In this new iteration, Evergreen focused on specific areas: low barrier direct access to street-based services, with same day access to all MOUD services.

There are two public safety staffers on the van – one is the driver, and one is street-based, who “keeps an eye on the community” as treatment is being provided.

There is a safe and a security panel, with a panic button for the nurse to use, in the dispensing van.

Because of COVID, the van had to be shut down.

Under the new rule, OTPs are permitted to dispense Schedule 2 through 5 medications at places remote from but in the same state as the brick-and-mortar treatment facility.
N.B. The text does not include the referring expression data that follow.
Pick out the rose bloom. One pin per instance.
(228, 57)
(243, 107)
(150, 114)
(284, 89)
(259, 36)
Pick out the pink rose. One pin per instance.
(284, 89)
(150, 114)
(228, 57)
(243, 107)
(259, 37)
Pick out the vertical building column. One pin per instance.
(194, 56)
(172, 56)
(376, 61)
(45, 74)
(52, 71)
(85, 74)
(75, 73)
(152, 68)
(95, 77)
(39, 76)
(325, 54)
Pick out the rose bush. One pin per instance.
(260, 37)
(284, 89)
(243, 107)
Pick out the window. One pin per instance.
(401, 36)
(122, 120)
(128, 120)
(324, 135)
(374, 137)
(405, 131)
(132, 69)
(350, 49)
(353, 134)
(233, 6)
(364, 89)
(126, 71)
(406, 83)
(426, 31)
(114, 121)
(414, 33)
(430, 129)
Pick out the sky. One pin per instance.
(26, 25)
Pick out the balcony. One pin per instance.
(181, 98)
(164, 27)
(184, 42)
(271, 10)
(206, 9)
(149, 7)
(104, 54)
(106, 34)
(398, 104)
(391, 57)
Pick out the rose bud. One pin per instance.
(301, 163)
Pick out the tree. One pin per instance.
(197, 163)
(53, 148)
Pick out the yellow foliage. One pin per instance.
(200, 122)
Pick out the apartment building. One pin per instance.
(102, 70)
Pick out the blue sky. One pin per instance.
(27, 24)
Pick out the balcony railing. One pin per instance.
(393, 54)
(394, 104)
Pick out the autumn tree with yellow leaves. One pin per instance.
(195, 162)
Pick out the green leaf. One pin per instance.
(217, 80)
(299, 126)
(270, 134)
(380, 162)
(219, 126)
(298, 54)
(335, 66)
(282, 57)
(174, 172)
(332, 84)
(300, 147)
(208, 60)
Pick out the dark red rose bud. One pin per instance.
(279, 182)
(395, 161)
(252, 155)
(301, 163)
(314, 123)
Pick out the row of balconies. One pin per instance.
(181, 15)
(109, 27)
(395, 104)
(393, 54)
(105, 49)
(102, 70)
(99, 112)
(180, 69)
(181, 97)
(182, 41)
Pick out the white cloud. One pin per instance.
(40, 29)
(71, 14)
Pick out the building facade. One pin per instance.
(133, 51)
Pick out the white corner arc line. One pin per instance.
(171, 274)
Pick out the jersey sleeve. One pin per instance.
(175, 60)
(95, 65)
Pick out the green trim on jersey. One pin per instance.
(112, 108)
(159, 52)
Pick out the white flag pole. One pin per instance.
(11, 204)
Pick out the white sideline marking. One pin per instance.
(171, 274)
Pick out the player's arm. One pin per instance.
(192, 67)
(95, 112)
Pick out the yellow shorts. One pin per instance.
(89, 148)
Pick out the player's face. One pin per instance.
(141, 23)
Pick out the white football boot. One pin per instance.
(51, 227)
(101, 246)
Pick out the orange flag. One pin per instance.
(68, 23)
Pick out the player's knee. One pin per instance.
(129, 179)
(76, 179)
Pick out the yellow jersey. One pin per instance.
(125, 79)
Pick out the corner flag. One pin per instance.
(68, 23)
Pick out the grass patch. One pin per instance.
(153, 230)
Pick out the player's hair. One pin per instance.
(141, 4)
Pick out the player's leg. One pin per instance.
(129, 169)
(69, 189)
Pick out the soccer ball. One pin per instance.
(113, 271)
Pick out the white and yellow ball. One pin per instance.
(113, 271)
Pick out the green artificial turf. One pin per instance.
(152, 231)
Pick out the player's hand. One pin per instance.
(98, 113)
And key to the regulation: OTPs with a brick and mortar registration do not need a separate one for the van. Mobile dispensing is intended to be a coincident activity with the brick-and-mortar OTP, according to the DEA. In addition, OTPs may operate more than one van.

Before starting up mobile units, the OTP needs to receive approval from the local DEA office. Finally, o medications can be shared between OTPs or vans.

According to the DEA, the vans must:

  • not be used to transport patients,
  • not be used to transfer controlled substances to another OTP,
  • not have medications that are accessible from outside the vehicle,
  • have medications accessible to a minimum number of employees,
  • have observation of any visitor going through the vehicle,
  • store narcotic drugs in the safe (the same requirements for the safe as brick-and-mortar OTPs),
  • maintain control over narcotic drugs at all times,
  • have patients wait in an area that is physically separate from the safe and storage area and
  • be stored at the OTP in a fenced-in area, unless it’s in another fenced-in area (in which case the DEA must approve of this first).

The DEA has discretion when looking at the number of patients treated in the van. Keep all records at the OTP.